UXLink, the Web3 social network that fell victim to an exploit in September 2025, is back in the news. According to Specter, an on-chain researcher, the perpetrator of the attack reactivated the movement of stolen funds almost nine months after the original incident. The thief converted part of the stolen DAI into Ethereum and deposited approximately $8.1 million in ETH into Tornado Cash, the cryptocurrency mixer that criminals repeatedly use to obscure the tracking of illicit transactions on the blockchain.
The laundering process was carried out through 46 separate deposits of 100 ETH each, a common tactic to blend illegal funds with legitimate transactions and hinder on-chain tracing. With this operation, the total laundered assets from the exploit amount to $19.1 million. However, the attacker retains control of approximately $16 million more, suggesting that the fund dispersal process could continue.
The UXLink attacker has returned depositing the stolen funds into Tornado Cash.
So far, the attacker has deposited $8.1M after swapping the funds from DAI into ETH.
100 ETH X 46
In total, the attacker has laundered approximately $19.1M of the stolen funds and is still holding… https://t.co/V5sDzssQLR pic.twitter.com/5mgtvAkRgO
— Specter (@SpecterAnalyst) June 17, 2026
UXLink: Nine Trillion Tokens and a Theft Within a Theft
The original exploit was notable both for its scale and its development.
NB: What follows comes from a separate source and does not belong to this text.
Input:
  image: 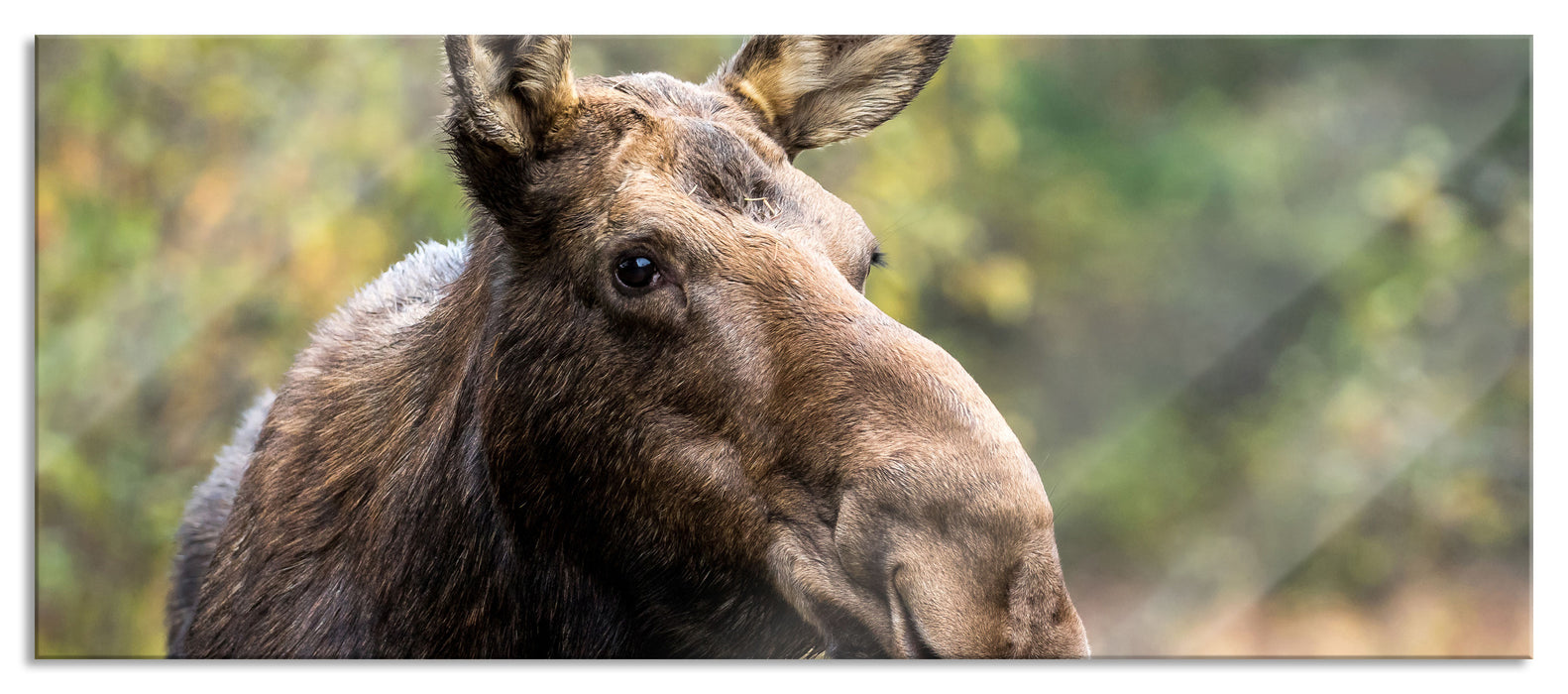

In September 2025, the attacker minted more than 9 trillion UXLINK tokens, maintained access to the system for hours after the initial attack, and continued issuing tokens fraudulently. They then began moving funds to centralized exchanges and dumping the fake tokens through decentralized exchanges, which led to liquidity being drained from Uniswap.
The episode took an unusual turn when the attacker themselves signed a malicious transaction and lost 542 million UXLINK tokens to another malicious actor, a case of theft within a theft. Even so, the primary exploiter retained around 900 million UXLINK, leaving a considerable portion of compromised assets in the hands of different criminals.
The case adds to the long list of illicit activity in the ecosystem. On June 12, Humanity Protocol reported a phishing attack targeting one of its directors, which resulted in token minting and unauthorized transfers on Ethereum and BNB Smart Chain. Three days later, the Router contract of Aztec Network recorded a suspicious transaction involving the draining of assets worth approximately $2.19 million.